Lorena Bobbitt goes on trial before 200 reporters

January 11, 1994|By Arthur Hirsch | Arthur Hirsch,Staff Writer

MANASSAS, Va. -- The radio gag show went on the air outside the courthouse before dawn, and with the sunrise came peddlers of T-shirts and boxer shorts, then reporters and video cameramen by the score. The story began unfolding once more, and all the words and pictures went out from 18 satellite trucks in the parking lot to the nation and the world:

Lorena L. Bobbitt, a 24-year-old manicurist, sliced off her husband, John Wayne Bobbitt's penis before dawn June 23.

The petite, dark-haired woman with the big, brown eyes sat for hours in court yesterday showing no emotion, moving barely TC muscle as the state began her trial on a charge of malicious wounding.

If convicted by a jury of seven women, five men, she could receive five to 20 years in prison.

She stared straight ahead as her husband, a 26-year-old former Marine, stepped to the stand as the first witness. He told the court he does not remember if he had sex with his wife before the attack. He might have, but he fell asleep. He'd been drinking, but he wasn't drunk, he said.

One of her lawyers, Lisa Kemler, told the jury that Mr. Bobbitt raped his wife that night as he had raped her before. She told the jury that "this young, petite, delicate" woman endured years of rape, beatings and verbal abuse and was driven by this treatment to emotional breakdown. In the moments after another assault, her lawyer said, she lashed out.

"She could not control the impulse to defend herself," said Ms. Kemler. "She felt she had no means of escape. . . . It was his penis from which she could not escape. A life is worth more than a penis."

This was Part II of a domestic violence case that began in a one-bedroom apartment outside the city of Manassas and has commanded the attention of the world. About 200 reporters, many of them foreign, showed up for the trial, which was covered live by the Court TV channel. The couple who married in June 1989 are now in the process of getting divorced.

In November, Mr. Bobbitt was acquitted in this same courthouse of raping his wife in the hours after he returned from a night of drinking with his buddy, Robert Johnson, who lay asleep on a couch in the living room when Ms. Bobbitt mutilated her husband.

She ran from the apartment in the darkness that morning clutching a kitchen knife and her husband's severed member. She drove off, then tossed the organ from the car. Later it was recovered by police and reattached in a 9 1/2 -hour operation.

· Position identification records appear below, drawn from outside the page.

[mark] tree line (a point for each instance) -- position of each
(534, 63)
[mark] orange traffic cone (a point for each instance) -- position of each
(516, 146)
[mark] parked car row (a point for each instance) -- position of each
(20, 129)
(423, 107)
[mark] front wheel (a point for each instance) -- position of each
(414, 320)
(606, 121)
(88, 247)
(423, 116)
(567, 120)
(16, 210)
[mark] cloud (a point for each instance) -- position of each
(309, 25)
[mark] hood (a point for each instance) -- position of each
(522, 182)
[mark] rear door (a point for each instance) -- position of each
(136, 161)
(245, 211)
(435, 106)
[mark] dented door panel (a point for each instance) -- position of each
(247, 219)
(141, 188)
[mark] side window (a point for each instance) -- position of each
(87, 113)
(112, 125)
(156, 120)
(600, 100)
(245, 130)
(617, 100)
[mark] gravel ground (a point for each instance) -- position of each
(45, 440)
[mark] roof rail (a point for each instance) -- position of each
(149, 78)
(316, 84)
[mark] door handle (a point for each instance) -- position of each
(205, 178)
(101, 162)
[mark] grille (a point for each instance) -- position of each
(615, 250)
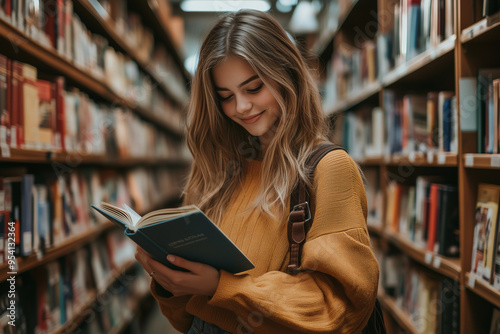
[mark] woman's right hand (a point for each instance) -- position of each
(201, 279)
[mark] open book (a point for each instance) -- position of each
(185, 231)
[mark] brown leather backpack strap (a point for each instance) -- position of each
(300, 220)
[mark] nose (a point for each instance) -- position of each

Mr. Bobbitt told the court he is recovering well. He has visited a ranch out West. He has done some calf-roping. He has appeared on Howard Stern's pay-for-view TV show.

Some folks outside the courthouse yesterday morning even claimed he signed 50 T-shirts that were selling for $25 apiece.

"Officially signed by John Bobbitt," cried Lisa Cushing, hawking the shirts.

Near where she stood two other peddlers sold T-shirts and boxer shorts for $10, $12 and $15. They were not signed.

"It's ridiculous, really, to have it go to this proportion," said Arlene Banton of Manassas, who was selling the T-shirts and boxer shorts. Ridiculous, but also lucrative. During the first trial and in the holiday season that followed, she said she sold about 500 shirts and shorts.

Closer to the courthouse door, a crew from a Norfolk radio station was doing a remote morning-drive broadcast. Their sign read: "Slice-N-Wieners." On their table, for display, not sale, were cans of Slice soda and hot dogs.

Disc jockey Harry Del Toro recalled that six years ago the station suspended him for five days without pay for using the word "penis" on the air. Now, he says, "It's every sentence."

Paul Ebert, the state prosecutor, told the jury in his opening remarks that the evidence supporting Ms. Bobbitt's claims of abuse during the five-year marriage "is in hopeless conflict."

When Mr. Bobbitt faced questions from Blair Howard, another of Ms. Bobbitt's lawyers, he appeared unsure of his testimony. And Mr. Howard claimed that Mr. Bobbitt's testimony contradicted statements he made to police in the weeks after the attack.

The broad-shouldered man glanced at his wife once during his hour on the stand. When he was asked to point her out, he pointed, then averted his eyes.

The moment was seen by Court TV, also the world.